School Speech Pathologist
Working in elementary and secondary schools offers a number of benefits to be considered. The first is the actual, literal benefits – school employees often have spectacular health care, a schedule with lots of time off, and a number of legal protections.
Working in a school also offers a high degree of job satisfaction. It is in the early years that many speech impediments and disorders happen, and it’s also in these formative years that self-esteem issues can become set in stone. No matter how long ago it happened or how repaired the issue is, being bullied or teased for the inability to communicate creates scars that can last a lifetime.
A speech pathologist can be a hero to kids most in need of help.
The average school speech pathologist salary runs around $71,000, according to the Bureau of Labor Statistics.
Hospital Speech Pathologist
Hospital speech pathologist isn’t an official title, but we’re using it to cover those working in hospitals, mental health facilities, rehabilitation centers, and the like.
You will treat both children and adults in a variety of cases. Some may be congenital like swallowing disorders, others may be learned like speech impediments, while others may be the result of an accident, disease, or surgery.

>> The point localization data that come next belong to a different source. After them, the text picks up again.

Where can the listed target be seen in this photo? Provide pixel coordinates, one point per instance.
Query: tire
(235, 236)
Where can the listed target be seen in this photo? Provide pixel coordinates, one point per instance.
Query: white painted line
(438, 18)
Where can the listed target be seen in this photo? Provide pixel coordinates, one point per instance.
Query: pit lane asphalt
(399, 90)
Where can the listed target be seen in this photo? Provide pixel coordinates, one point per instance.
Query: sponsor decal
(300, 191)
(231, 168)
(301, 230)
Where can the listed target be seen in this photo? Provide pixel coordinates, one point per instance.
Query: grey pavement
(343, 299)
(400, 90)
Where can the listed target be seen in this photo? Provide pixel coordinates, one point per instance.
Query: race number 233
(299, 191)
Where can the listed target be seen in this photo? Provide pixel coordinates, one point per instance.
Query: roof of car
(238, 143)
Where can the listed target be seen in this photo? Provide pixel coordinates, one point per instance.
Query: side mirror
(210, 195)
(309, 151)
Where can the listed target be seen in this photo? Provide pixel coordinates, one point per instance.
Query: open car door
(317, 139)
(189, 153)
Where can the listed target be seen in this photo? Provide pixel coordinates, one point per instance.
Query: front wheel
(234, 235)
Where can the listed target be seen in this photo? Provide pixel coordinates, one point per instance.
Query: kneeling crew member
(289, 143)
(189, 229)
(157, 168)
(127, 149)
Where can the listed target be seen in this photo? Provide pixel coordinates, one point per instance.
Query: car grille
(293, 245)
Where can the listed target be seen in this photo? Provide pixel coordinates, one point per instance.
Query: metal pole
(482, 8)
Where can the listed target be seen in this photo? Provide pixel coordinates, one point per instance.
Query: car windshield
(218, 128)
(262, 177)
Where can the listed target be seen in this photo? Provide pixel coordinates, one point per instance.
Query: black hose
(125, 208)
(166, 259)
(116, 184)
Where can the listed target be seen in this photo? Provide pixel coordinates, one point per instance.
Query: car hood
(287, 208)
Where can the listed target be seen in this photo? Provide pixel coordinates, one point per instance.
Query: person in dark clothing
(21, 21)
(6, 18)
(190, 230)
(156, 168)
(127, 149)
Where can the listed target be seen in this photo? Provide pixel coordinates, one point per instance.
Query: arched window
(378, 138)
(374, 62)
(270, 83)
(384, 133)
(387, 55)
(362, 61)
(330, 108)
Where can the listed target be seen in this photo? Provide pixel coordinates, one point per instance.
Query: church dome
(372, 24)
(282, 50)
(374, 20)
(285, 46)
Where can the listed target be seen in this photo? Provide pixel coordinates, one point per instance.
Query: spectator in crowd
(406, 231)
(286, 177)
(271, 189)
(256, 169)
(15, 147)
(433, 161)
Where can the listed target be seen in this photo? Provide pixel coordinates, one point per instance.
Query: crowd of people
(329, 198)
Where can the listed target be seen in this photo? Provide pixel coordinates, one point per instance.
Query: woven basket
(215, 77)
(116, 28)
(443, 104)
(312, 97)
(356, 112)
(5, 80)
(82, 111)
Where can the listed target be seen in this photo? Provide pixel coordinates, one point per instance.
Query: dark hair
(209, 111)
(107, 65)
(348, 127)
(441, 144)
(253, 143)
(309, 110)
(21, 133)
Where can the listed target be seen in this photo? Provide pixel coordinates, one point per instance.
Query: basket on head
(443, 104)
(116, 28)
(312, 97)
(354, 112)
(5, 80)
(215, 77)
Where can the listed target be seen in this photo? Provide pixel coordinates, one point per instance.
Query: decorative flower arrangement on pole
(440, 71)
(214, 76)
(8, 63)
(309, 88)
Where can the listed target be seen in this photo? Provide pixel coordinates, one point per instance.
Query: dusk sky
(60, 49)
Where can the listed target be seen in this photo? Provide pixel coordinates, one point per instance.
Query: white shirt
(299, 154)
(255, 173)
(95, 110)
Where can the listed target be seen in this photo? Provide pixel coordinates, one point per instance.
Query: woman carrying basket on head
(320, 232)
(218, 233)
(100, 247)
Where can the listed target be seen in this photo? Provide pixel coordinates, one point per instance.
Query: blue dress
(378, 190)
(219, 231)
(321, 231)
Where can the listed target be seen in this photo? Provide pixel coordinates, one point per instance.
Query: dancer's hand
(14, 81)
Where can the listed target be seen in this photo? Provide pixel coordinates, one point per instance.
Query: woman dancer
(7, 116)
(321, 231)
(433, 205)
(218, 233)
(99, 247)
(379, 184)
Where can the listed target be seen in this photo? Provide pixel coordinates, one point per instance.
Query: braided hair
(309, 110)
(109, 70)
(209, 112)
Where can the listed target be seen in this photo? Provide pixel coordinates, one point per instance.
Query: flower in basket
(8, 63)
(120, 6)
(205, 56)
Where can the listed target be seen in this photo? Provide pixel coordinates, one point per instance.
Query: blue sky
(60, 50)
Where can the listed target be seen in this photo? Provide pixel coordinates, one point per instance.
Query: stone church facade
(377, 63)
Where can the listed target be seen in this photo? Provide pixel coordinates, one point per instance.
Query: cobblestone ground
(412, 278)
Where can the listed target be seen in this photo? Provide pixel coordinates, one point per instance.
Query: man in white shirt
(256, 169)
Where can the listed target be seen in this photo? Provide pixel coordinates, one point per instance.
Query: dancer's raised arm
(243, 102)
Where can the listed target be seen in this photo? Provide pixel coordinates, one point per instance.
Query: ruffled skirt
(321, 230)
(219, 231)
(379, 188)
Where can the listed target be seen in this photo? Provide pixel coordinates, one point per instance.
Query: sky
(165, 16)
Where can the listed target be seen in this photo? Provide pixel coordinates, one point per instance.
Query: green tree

You may also not be a permanent fixture at one clinic – many private speech pathologists travel between hospitals, rehab centers, and even private homes to accommodate their patients. Some even travel long distances, even internationally, so if you love the idea of traveling on the job you may want to consider a position like this.
The average clinical speech pathologist salary floats at around $86,000.
If you intend to run or manage speech pathologists, whether in a clinical setting, private organization, or school, you’ll need the same knowledge of speech pathology as anyone working beneath you. Those communication, problem-solving, and pacifying skills will come in twice as handy in a position like this.
The average managerial speech pathologist salary is $99,000.
Make a Difference as a Speech Pathologist
As you can see, no matter where you end up working, the salary for a speech pathologist is hefty and well-earned. It’s not often an easy job, and it requires a lot of education and certification, but it’s the kind of career that changes people’s lives.
Whether their speech and communication disorders came at birth or through bad luck, a speech pathologist can change the lives of their clients every single day.
I saw a speech pathologist when I was a child, and it’s the only reason I’m able to verbally communicate as well as I can.
Students and adult will forget many lessons and many people in their lives, but the person who gave them the gift of speech will forever remain in their mind.